The opener, "La Sagrada Familia" sounds like classic Project. Not as great or dynamic overall as, say, "A Dream Within A Dream" from "Tales of Mystery and Imagination" or even "May Be a Price to Pay" from "The Turn of a Friendly Card", but the orchestration is back and it's an enjoyable track nonetheless. "Too Late" is vaguely discofied but catchy nonetheless - and Lenny Zakatek is back to sing lead vocals. "Closer to Heaven" tries to recapture the spirit of "Eye in the Sky"'s "Silence and I", and only partially succeeds, unfortunately. The instrumental (and its attendant sax solo) is somewhat interesting, but the vocal portions leave me a bit flat. "Standing on Higher Ground" is a driving rocker somewhat similar to much of the material on "Stereotomy", but it's at least as good as (and probably better than) just about anything on that album, punctuated by some nice bass playing by Laurie Cottle (replacing the departed David Paton). The only truly low point comes now, "Money Talks", a forgettable rocker with a technically perfect but forgettable riff and vocalist John Miles trying his best to sound "tough". However, the best comes last, as the climax of the album, the beautiful "Inside Looking Out", winds the proceedings into "Paseo de Gracia", a musical bookend reworking "La Sagrada Familia"'s instrumentation. "Inside" features Eric Woolfson's gently powerful vocals and is punctuated in its final chorus by Chris Rainbow's backing vocals, a wonderful backdrop to a track wistfully admiring visionaries and their accomplishments.

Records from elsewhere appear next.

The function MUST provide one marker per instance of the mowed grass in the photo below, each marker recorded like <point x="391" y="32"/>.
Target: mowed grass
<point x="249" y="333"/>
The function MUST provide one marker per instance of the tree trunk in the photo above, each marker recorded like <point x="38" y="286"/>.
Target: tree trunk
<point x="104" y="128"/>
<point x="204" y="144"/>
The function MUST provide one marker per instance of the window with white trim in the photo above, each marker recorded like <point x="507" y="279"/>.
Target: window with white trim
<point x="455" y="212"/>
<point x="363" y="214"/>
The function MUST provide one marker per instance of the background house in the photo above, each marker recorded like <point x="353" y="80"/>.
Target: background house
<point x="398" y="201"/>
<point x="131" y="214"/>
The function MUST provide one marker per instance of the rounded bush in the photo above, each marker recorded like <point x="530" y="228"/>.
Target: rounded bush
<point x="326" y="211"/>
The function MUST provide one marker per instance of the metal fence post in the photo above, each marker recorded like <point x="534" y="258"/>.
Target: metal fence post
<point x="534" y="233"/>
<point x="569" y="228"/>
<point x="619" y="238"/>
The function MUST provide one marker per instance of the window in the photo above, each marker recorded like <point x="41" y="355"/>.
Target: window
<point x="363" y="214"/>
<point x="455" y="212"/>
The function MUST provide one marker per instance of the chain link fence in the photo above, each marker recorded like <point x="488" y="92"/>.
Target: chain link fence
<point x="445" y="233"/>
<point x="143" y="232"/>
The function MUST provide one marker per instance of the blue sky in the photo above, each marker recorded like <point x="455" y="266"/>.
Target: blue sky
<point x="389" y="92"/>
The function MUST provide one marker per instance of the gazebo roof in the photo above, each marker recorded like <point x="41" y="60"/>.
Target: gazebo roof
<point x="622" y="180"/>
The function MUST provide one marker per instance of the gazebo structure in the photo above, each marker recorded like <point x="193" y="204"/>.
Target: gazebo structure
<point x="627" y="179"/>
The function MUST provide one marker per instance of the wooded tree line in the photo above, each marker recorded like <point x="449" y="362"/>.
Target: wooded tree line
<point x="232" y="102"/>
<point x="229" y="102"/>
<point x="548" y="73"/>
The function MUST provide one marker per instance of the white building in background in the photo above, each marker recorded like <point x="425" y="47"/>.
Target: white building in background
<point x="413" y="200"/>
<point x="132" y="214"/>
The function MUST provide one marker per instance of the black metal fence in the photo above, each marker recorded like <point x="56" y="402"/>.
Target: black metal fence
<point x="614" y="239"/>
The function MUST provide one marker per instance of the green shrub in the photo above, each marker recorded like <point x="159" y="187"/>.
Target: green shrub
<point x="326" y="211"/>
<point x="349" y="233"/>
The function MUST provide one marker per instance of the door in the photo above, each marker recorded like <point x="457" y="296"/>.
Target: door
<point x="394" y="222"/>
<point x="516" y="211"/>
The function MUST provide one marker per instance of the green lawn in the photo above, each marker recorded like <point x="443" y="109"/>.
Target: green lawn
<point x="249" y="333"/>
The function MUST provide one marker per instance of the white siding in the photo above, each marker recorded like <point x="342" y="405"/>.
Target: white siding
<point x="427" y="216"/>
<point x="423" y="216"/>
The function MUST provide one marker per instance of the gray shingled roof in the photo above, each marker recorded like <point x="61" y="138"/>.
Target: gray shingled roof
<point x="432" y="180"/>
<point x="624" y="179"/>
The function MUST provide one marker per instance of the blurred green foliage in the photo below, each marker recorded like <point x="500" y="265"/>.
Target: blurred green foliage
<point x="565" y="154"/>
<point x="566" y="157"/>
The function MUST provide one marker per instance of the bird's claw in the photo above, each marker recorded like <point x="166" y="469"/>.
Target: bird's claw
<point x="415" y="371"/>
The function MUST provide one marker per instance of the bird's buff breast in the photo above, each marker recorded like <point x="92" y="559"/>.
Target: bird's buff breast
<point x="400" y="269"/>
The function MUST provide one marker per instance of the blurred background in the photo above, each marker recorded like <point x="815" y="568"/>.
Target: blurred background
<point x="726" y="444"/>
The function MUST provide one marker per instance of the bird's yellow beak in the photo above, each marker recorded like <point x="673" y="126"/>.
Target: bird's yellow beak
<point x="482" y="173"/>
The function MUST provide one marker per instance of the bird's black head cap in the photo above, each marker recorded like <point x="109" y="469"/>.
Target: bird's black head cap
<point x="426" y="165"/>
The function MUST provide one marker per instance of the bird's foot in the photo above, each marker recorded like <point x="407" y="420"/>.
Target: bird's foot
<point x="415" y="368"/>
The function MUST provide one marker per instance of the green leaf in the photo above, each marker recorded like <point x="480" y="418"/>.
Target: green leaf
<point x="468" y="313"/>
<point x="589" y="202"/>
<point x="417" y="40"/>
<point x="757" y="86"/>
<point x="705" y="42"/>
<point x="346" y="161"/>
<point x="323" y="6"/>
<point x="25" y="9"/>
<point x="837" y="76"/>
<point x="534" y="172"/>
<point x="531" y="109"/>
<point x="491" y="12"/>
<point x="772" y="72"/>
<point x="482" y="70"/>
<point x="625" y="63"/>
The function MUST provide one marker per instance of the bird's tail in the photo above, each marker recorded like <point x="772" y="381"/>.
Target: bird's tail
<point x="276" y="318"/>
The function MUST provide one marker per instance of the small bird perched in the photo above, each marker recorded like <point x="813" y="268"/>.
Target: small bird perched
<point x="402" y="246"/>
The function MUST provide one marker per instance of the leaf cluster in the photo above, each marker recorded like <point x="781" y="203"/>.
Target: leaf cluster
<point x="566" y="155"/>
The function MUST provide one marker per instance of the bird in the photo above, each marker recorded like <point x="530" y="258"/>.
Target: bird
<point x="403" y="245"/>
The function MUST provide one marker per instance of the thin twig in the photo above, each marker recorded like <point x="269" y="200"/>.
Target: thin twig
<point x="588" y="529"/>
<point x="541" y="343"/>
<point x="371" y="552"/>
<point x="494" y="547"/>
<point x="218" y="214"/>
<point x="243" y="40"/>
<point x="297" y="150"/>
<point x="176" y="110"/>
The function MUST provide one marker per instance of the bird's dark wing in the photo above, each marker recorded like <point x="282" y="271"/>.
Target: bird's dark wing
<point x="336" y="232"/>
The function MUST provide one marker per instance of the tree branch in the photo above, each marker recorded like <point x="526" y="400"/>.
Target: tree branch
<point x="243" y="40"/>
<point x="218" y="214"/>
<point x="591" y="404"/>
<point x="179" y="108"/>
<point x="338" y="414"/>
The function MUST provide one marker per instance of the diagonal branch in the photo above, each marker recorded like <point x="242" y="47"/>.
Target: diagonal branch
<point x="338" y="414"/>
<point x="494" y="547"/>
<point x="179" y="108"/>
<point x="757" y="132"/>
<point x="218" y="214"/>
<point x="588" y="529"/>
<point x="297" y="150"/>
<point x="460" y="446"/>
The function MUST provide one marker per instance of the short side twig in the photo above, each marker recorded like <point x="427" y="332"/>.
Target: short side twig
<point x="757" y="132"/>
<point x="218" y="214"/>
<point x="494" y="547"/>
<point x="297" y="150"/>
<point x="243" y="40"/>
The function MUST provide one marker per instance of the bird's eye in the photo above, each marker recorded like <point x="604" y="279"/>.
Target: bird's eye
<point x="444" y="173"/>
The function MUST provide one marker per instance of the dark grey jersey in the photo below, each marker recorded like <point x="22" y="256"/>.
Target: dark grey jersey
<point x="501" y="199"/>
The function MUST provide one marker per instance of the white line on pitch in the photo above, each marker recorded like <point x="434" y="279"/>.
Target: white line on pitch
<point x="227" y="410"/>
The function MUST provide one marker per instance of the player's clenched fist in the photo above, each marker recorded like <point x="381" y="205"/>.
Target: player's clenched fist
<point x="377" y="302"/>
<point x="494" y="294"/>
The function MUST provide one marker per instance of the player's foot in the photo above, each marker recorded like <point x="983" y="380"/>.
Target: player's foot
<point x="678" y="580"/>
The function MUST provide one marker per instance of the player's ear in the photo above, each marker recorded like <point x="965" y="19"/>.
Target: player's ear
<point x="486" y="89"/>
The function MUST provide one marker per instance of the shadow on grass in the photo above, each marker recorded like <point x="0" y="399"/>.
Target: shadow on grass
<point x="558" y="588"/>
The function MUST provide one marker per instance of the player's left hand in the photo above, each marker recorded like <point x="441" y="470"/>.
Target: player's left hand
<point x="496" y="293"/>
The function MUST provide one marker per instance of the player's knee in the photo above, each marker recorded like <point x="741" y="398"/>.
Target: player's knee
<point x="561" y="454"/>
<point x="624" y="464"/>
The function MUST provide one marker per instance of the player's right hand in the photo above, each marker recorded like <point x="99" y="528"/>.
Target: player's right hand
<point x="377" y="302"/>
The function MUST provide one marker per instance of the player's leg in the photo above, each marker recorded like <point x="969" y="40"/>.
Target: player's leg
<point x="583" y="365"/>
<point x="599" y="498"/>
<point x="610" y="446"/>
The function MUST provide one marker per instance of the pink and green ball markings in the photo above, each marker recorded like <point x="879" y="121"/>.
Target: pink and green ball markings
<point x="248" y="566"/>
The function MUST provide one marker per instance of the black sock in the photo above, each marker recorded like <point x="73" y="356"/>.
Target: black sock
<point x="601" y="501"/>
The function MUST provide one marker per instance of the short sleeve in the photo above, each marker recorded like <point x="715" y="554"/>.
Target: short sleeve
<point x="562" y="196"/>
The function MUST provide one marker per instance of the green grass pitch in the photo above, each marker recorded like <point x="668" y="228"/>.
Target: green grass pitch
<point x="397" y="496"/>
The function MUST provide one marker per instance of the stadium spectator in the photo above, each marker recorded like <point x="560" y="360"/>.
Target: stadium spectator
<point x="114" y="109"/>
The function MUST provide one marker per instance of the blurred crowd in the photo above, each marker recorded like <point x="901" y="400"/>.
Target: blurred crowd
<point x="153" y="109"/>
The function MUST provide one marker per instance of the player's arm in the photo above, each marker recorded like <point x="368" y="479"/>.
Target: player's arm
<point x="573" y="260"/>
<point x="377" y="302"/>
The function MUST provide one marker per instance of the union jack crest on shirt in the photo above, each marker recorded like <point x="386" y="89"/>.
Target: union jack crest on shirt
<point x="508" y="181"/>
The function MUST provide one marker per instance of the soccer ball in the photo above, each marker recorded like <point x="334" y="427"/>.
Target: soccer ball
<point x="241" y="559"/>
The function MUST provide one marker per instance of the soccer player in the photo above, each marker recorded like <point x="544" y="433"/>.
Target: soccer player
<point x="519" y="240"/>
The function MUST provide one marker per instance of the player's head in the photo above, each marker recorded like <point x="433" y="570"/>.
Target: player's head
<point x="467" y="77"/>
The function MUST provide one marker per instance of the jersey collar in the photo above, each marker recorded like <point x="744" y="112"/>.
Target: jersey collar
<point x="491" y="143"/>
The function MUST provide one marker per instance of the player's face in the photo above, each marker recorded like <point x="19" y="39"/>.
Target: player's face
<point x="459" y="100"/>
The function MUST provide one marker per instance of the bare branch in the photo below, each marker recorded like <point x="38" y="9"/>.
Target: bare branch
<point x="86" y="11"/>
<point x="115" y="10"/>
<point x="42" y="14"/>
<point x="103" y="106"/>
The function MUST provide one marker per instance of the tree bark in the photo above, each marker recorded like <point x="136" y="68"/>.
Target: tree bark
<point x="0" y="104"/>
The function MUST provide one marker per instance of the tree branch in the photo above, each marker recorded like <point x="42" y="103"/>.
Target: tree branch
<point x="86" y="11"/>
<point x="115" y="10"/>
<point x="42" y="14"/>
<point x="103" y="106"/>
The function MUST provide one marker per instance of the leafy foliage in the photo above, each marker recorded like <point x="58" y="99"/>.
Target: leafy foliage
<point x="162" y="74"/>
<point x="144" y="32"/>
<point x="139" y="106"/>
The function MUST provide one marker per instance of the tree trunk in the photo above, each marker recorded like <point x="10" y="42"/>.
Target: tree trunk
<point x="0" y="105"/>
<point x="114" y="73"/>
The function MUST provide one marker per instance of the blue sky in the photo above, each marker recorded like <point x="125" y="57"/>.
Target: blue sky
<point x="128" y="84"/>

Is it a perfect album? Far from it. There aren't as many high points as there were on many of their early albums, and it's marred by some occasionally dull filler. It's a "prog-related" album more than a "prog" album, to be sure. But some of the classic hallmarks are there, and there's some very nice, enjoyable material on here, presented in a palatable fashion. Three stars.